DOMAINATION description
DOMAINATION infers structural domains in your query from alignments generated by from PSI-BLAST results.
In addition, DOMAINATION improves finding distant homologies compared with PSI-BLAST.
A complete description of the DOMAINATION method has been published and is available as
PDF.
The method, input and output are briefly described below.
DOMAINATION steps
DOMAINATION consists of two main parts: PSI-BLAST searches to find similar
sequences and domain delinineation using the distribution of the sequences found
over the query sequence. Details and parameters used are given below.
DOMAINATION starts with performing a database search (using the NCBI
non-redundant protein database) of your query sequence with
PSI-BLAST (with options -j4 -e0.001 -h0.0005). The resulting "hit" sequence
fragments are filtered on low complexity (using SEG).
Sequences with more than 15% low complexity regions are discarded.
Next, domains are delineated using CHOP (as described in the
article). CHOP assigns domain boundaries based on
the distribution of the hit sequences over the query sequence. The minimum domain segment
size is 10.
CHOP produces a file with multiple FASTA sequences.
These sequences are filtered to find the largest
subset of sequences within a range of 20% to 60% sequence identity.
OBSTRUCT is used for this filtering step.
Thus, all sequences with less than 20% or more than 60% sequence identity are filtered
out.
The remaining sequences are aligned with Praline, a multiple sequence alignment program, to generate a "true" multiple sequence alignment instead of a master-slave alignment.
This alignment is supplied for subsequent PSI-BLAST runs
(also with options -j4 -e0.001 -h0.0005).
In case PSI-BLAST finds a large number of hits for your query sequence,
the DOMAINATION run can take over 15 minutes.
Figure 1 summarizes the steps. The maximum number of iterations is set to 10.
It is extremely unlikely to reach this number of iterations.

Figure 1: Flow diagram of DOMAINATION.
DOMAINATION input
You can supply a protein sequence in FASTA format via the textfield or via file upload.
Note that the only a single sequence should be supplied.
You can choose to perform a sequence similarity search which will
locally run NCBI's PSI-BLAST
and FastA's SSEARCH (producing high quality Smith-Waterman alignments)
on all sequences found by DOMAINATION.
This will provide you with an overview of similarities between your query sequence and all
sequences found during DOMAINATION's iterations.
DOMAINATION output
The output contains two parts: domain lay out and sequences found by
DOMAINATION. In case PSI-BLAST did not find any hits, you will see an error message
(PSI-BLAST did not find any hits for your query sequence!).
Domain lay out
Overall domain lay-out and domain lay-out per iteration is shown as a
graphic.
Mousing over a domain will display the domain boundaries (only on the output page).
Clicking on a domain will highlight its sequence in the original query FASTA sequence.
Clicking on the highlighted domain will extract its sequence.
A graph with annotated domain boundaries is also
available.
Each domain of a query sequence will be send as query to further iterations.
DOMAINATION works on FASTA sequences only. This means that you may find domains shorter than 10,
since iterations are combined in our output.
If a query is not split further into domains, this query will drop out of the
iterations and become absent in tracks for higher iterations. For example,
domain 3 in the graphic is not split in the
second iteration. Therefore, it is absent in the third iteration.
Sequences found by DOMAINATION
This part reports the number of sequences found by all DOMAINATION iterations
together.

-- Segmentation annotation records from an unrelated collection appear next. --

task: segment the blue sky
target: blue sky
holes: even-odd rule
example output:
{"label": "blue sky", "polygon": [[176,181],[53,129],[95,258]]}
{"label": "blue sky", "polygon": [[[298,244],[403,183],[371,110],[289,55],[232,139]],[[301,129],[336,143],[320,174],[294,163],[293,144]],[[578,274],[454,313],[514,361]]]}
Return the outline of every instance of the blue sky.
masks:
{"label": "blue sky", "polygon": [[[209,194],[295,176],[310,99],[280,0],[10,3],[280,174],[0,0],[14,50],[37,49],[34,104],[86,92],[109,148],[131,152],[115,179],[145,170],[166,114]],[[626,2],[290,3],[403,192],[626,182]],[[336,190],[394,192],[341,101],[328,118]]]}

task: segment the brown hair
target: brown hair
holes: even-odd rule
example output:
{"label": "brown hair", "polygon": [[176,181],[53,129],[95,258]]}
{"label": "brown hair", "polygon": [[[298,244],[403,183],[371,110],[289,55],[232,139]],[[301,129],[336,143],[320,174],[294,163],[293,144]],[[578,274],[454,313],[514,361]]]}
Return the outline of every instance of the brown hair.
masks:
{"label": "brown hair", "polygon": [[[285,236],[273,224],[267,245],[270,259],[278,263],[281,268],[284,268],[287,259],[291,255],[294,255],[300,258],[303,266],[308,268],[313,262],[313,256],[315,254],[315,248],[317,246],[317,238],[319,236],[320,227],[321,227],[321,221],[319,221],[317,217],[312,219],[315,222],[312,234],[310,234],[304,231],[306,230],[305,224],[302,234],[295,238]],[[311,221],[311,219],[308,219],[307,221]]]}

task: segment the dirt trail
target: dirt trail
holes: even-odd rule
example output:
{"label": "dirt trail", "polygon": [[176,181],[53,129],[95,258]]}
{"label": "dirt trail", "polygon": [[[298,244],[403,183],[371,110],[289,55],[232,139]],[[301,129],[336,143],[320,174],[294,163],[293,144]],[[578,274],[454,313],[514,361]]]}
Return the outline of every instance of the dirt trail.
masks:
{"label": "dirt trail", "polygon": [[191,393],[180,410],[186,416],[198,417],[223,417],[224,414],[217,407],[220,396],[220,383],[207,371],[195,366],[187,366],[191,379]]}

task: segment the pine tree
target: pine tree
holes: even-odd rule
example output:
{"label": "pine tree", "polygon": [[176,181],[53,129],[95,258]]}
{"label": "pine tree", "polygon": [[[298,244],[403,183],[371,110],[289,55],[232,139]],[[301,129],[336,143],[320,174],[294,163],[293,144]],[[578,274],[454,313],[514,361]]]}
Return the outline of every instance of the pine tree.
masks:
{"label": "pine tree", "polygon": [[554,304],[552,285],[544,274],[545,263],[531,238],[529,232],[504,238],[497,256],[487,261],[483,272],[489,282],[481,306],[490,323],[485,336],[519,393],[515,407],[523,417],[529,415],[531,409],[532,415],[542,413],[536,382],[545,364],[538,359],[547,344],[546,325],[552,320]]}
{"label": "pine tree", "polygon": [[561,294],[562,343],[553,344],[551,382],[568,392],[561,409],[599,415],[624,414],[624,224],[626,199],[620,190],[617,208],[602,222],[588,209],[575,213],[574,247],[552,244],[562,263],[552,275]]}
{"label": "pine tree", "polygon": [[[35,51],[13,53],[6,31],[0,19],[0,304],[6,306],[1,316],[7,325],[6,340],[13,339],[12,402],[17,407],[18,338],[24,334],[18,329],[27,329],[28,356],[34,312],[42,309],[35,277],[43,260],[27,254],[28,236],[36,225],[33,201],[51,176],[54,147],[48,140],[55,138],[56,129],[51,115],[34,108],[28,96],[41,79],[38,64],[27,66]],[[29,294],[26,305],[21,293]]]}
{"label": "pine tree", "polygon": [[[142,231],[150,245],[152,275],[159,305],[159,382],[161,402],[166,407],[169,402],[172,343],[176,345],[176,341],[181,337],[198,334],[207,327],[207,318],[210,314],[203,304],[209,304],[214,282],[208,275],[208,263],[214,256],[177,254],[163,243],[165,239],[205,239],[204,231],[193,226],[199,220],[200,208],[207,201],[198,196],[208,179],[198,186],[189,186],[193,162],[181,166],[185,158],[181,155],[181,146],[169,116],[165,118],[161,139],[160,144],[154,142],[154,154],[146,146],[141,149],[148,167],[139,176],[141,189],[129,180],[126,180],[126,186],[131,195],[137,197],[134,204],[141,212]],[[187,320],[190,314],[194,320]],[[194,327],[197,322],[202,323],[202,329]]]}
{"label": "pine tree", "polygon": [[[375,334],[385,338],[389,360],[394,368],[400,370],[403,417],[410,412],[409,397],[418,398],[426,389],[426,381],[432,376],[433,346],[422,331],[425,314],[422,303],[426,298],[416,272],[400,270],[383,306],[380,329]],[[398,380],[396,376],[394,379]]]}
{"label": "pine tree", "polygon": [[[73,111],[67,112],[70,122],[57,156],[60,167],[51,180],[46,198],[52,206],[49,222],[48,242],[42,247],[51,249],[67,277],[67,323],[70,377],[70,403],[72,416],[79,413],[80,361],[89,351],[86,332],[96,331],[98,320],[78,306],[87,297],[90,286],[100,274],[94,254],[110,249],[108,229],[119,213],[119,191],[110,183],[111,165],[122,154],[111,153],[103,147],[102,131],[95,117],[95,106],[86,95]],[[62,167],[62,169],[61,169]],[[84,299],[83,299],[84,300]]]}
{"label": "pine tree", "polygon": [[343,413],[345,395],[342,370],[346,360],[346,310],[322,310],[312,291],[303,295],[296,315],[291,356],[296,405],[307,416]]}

A file with all sequences found by DOMAINATION can be downloaded (in FASTA format).
If you have choosen to perform the sequence similarity search, you will find
links here to BLASTP and SSEARCH report, both in HTML and plain text formats.
The report in HTML format contains a graphic which show the position of the top 100 hits on your query sequence.

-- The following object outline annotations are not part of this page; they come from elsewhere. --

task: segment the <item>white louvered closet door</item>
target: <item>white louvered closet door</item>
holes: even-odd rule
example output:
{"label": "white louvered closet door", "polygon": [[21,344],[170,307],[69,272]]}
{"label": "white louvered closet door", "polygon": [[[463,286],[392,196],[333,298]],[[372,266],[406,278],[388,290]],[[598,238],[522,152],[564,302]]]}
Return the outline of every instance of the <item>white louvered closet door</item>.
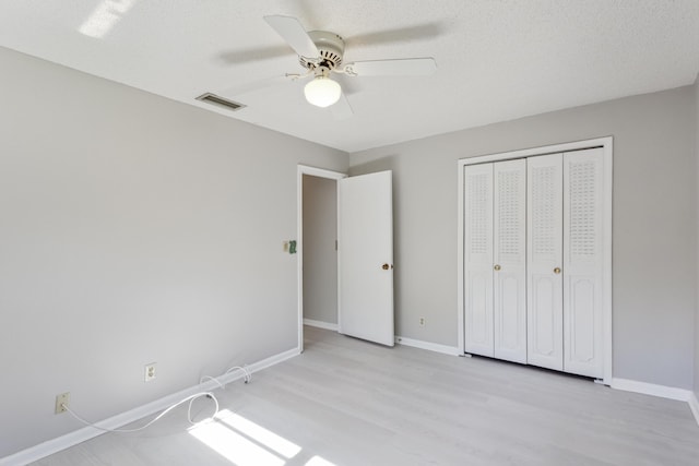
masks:
{"label": "white louvered closet door", "polygon": [[526,362],[526,160],[494,164],[495,357]]}
{"label": "white louvered closet door", "polygon": [[530,157],[528,170],[528,363],[564,370],[564,155]]}
{"label": "white louvered closet door", "polygon": [[602,378],[604,159],[564,154],[564,370]]}
{"label": "white louvered closet door", "polygon": [[464,167],[464,349],[493,357],[493,164]]}

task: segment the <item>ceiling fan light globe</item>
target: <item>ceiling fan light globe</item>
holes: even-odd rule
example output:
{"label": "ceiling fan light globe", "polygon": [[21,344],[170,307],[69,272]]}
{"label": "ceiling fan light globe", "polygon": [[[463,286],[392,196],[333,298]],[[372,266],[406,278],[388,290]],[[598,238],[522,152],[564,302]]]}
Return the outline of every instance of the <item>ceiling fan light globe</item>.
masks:
{"label": "ceiling fan light globe", "polygon": [[306,84],[304,87],[304,95],[309,104],[316,107],[330,107],[337,100],[342,88],[336,81],[329,77],[318,76],[313,81]]}

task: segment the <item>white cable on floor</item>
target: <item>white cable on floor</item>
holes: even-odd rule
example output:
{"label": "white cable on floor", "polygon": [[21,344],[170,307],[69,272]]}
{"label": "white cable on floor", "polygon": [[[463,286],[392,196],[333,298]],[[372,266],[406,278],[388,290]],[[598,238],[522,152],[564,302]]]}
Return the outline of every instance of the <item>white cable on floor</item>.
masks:
{"label": "white cable on floor", "polygon": [[174,404],[173,406],[170,406],[169,408],[165,409],[163,413],[161,413],[159,415],[157,415],[153,420],[151,420],[149,423],[146,423],[145,426],[135,428],[135,429],[107,429],[104,427],[99,427],[96,426],[90,421],[86,421],[85,419],[81,418],[80,416],[78,416],[75,413],[73,413],[73,410],[71,408],[69,408],[68,406],[66,406],[66,404],[61,404],[61,406],[63,407],[63,409],[66,409],[72,417],[74,417],[75,419],[78,419],[79,421],[81,421],[82,423],[84,423],[85,426],[90,426],[93,427],[95,429],[99,429],[103,430],[105,432],[138,432],[140,430],[144,430],[149,427],[151,427],[153,423],[155,423],[157,420],[159,420],[163,416],[165,416],[166,414],[168,414],[169,411],[171,411],[173,409],[175,409],[176,407],[178,407],[179,405],[189,402],[189,408],[187,409],[187,420],[189,420],[189,423],[194,425],[196,422],[192,421],[192,403],[194,403],[194,399],[200,398],[202,396],[205,396],[208,398],[213,399],[214,404],[216,405],[216,410],[215,413],[211,416],[211,419],[215,418],[218,415],[218,399],[216,399],[216,397],[214,396],[213,393],[211,392],[201,392],[201,393],[197,393],[194,395],[188,396],[187,398],[182,399],[181,402],[178,402],[176,404]]}
{"label": "white cable on floor", "polygon": [[[244,380],[245,383],[249,383],[252,380],[252,373],[250,373],[250,371],[245,367],[245,366],[234,366],[232,368],[229,368],[228,370],[226,370],[223,375],[229,374],[233,371],[236,370],[241,370],[244,372]],[[204,382],[204,380],[212,380],[214,382],[216,382],[216,384],[221,387],[221,389],[225,389],[227,384],[223,384],[218,381],[218,379],[216,379],[215,377],[211,377],[211,375],[203,375],[200,380],[199,383],[202,384]],[[146,423],[145,426],[135,428],[135,429],[107,429],[104,427],[99,427],[96,426],[83,418],[81,418],[80,416],[78,416],[75,413],[73,413],[73,410],[71,408],[69,408],[64,403],[61,404],[61,407],[63,409],[66,409],[72,417],[74,417],[76,420],[79,420],[80,422],[84,423],[85,426],[90,426],[93,427],[95,429],[105,431],[105,432],[138,432],[140,430],[144,430],[151,426],[153,426],[153,423],[155,423],[156,421],[158,421],[163,416],[165,416],[166,414],[168,414],[169,411],[171,411],[173,409],[175,409],[176,407],[178,407],[179,405],[189,402],[189,407],[187,408],[187,420],[189,421],[189,423],[194,425],[196,422],[192,421],[192,403],[194,403],[194,399],[200,398],[202,396],[205,396],[208,398],[213,399],[213,402],[216,405],[216,410],[214,411],[214,414],[211,416],[211,419],[215,418],[216,415],[218,415],[218,399],[216,399],[216,397],[214,396],[213,393],[211,392],[200,392],[197,393],[194,395],[188,396],[187,398],[171,405],[170,407],[168,407],[167,409],[165,409],[163,413],[161,413],[159,415],[157,415],[153,420],[151,420],[149,423]]]}
{"label": "white cable on floor", "polygon": [[[242,380],[245,381],[245,383],[250,383],[250,381],[252,380],[252,373],[250,373],[250,371],[248,370],[248,368],[246,368],[245,366],[234,366],[229,369],[227,369],[223,375],[218,375],[218,377],[224,377],[229,374],[233,371],[236,370],[241,370],[245,375],[242,377]],[[213,382],[216,382],[216,384],[218,385],[220,389],[224,389],[226,387],[227,383],[221,383],[221,381],[218,379],[216,379],[215,377],[211,377],[211,375],[202,375],[201,379],[199,379],[199,384],[201,385],[202,383],[204,383],[205,380],[211,380]]]}

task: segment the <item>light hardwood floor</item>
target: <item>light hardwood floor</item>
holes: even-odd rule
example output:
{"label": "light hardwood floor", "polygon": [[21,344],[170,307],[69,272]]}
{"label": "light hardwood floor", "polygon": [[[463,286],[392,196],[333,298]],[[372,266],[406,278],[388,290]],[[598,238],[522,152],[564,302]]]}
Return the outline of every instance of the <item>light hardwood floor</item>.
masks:
{"label": "light hardwood floor", "polygon": [[[188,431],[185,408],[145,432],[105,434],[35,465],[699,465],[686,403],[305,333],[303,355],[216,392],[234,427]],[[201,439],[223,442],[232,459]]]}

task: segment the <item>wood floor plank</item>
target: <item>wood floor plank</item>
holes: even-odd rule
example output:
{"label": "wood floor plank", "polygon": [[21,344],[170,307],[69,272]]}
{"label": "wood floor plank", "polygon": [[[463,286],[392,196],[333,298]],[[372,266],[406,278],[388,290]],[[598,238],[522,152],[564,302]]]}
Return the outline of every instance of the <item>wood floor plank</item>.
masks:
{"label": "wood floor plank", "polygon": [[229,420],[284,439],[293,455],[222,414],[210,430],[224,435],[222,450],[235,446],[227,459],[176,410],[145,432],[105,434],[35,465],[699,465],[686,403],[316,327],[305,335],[303,355],[216,392]]}

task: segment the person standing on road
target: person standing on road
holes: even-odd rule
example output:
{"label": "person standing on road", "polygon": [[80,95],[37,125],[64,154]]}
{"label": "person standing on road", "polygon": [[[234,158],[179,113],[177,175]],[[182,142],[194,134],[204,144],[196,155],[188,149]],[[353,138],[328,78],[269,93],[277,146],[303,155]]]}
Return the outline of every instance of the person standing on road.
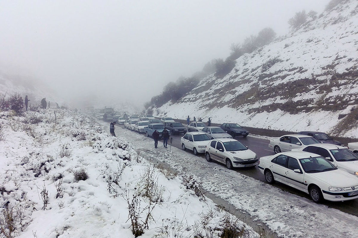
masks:
{"label": "person standing on road", "polygon": [[166,146],[168,145],[168,138],[169,138],[169,132],[166,130],[166,127],[164,127],[161,133],[161,137],[163,137],[163,146],[166,148],[168,148]]}
{"label": "person standing on road", "polygon": [[116,122],[114,121],[113,122],[111,122],[111,124],[110,124],[110,132],[111,132],[111,135],[113,136],[115,136],[116,134],[114,133],[114,125],[116,125]]}
{"label": "person standing on road", "polygon": [[153,138],[154,139],[154,148],[158,148],[158,140],[159,139],[159,132],[155,130],[152,134]]}

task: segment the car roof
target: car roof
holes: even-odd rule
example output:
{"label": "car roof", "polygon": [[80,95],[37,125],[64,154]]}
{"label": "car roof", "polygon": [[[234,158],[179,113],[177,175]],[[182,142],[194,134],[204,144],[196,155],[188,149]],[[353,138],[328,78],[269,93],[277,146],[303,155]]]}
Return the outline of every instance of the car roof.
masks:
{"label": "car roof", "polygon": [[[334,150],[335,149],[344,149],[346,147],[344,146],[338,146],[337,145],[333,145],[333,144],[329,144],[328,143],[320,143],[319,144],[311,144],[311,145],[309,145],[307,146],[317,146],[317,147],[320,147],[321,148],[324,148],[325,149],[327,149],[327,150]],[[307,147],[307,146],[305,147]]]}
{"label": "car roof", "polygon": [[286,152],[282,152],[278,154],[276,154],[276,155],[285,155],[291,157],[294,157],[297,159],[304,159],[310,157],[318,157],[320,156],[316,154],[314,154],[313,153],[306,152],[306,151],[292,151]]}

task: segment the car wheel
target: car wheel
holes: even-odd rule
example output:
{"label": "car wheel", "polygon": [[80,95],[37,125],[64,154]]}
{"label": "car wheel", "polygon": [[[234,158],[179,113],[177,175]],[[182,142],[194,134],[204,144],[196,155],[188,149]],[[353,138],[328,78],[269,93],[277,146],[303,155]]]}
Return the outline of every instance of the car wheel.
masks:
{"label": "car wheel", "polygon": [[197,148],[195,147],[193,149],[193,152],[194,153],[194,155],[198,155],[198,151],[197,150]]}
{"label": "car wheel", "polygon": [[281,153],[281,149],[280,148],[279,146],[275,146],[275,147],[274,147],[274,151],[275,153],[277,154],[278,153]]}
{"label": "car wheel", "polygon": [[232,169],[232,163],[231,163],[231,160],[229,159],[226,159],[226,168],[227,168],[229,169]]}
{"label": "car wheel", "polygon": [[265,171],[265,179],[266,182],[270,184],[272,184],[275,183],[275,178],[274,178],[274,175],[269,169],[267,169]]}
{"label": "car wheel", "polygon": [[313,185],[309,189],[310,197],[316,203],[319,203],[323,198],[321,189],[316,185]]}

If you mouse over the hits the name, score and E-value of the hit
will appear both in the text box at the top of the graph and as "pop up".

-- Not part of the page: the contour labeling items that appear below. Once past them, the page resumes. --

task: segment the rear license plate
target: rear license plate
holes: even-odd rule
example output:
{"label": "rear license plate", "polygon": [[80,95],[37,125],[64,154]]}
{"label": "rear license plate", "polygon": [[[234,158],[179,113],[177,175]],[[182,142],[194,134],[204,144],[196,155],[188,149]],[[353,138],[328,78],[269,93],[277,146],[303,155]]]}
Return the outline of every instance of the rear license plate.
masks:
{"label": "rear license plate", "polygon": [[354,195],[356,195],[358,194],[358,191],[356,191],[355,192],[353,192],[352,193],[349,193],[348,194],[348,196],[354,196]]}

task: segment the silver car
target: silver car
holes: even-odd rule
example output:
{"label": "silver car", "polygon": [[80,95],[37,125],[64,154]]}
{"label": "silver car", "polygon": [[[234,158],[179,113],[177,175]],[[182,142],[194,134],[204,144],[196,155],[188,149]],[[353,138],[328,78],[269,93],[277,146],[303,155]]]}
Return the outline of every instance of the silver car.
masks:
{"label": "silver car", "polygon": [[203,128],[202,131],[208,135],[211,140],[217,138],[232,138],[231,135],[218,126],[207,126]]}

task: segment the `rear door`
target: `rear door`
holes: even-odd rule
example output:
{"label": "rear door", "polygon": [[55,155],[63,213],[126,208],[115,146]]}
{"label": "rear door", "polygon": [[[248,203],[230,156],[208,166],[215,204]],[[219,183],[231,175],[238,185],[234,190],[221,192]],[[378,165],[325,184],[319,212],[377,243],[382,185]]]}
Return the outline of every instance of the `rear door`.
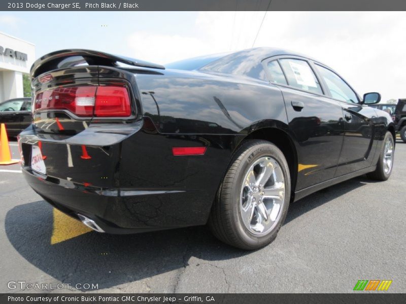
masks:
{"label": "rear door", "polygon": [[371,165],[374,157],[374,125],[371,119],[375,110],[360,103],[358,95],[336,73],[315,63],[326,94],[338,101],[343,109],[344,136],[336,176],[357,171]]}
{"label": "rear door", "polygon": [[264,63],[285,100],[297,151],[298,191],[334,177],[343,142],[343,111],[339,102],[324,96],[307,60],[275,58]]}

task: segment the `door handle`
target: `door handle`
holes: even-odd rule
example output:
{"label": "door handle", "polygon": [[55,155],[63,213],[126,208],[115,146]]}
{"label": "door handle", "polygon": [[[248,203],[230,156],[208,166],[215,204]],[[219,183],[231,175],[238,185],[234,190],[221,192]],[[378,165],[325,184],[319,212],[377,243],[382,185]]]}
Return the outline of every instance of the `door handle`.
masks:
{"label": "door handle", "polygon": [[304,107],[304,104],[301,101],[292,100],[291,103],[295,111],[301,111],[301,109]]}

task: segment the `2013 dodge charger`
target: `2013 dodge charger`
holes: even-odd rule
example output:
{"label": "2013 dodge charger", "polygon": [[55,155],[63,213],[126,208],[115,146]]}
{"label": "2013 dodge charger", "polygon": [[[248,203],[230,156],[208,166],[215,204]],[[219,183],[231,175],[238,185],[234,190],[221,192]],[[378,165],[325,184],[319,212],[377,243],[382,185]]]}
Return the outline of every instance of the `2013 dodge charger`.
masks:
{"label": "2013 dodge charger", "polygon": [[24,175],[55,208],[100,232],[208,222],[241,248],[276,237],[289,203],[393,164],[389,115],[336,72],[256,48],[161,65],[65,50],[31,69]]}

These similarity searches are corrected for the size of the original non-redundant database.
The command line options used are:
blastpgp -F T -z 1418577927
: low-complexity filter is on and the size of the original database is used to calculate the E-values
ssearch35 -z 11 -s BL62 -B -Z 4113801
: estimate the statistical parameters from shuffled copies of
each library sequence (-z); use BLOSUM62 (-s); show normalized score as a z-score (-B) and use the number of sequences from the original database to calculate E-values.
For more information, see the explanation on BLAST and FASTA.
Data download
The multiple sequence alignments generated by DOMAINATION can be opened in Jalview.
To facilitate additional off-line analysis, generated data is available for download.
This includes the domain sequences, multiple alignments, PSI-BLAST reports.
Example output
Complete example output is available here. The query
protein was NP_543124.1, WD repeat domain 5 [Mus musculus].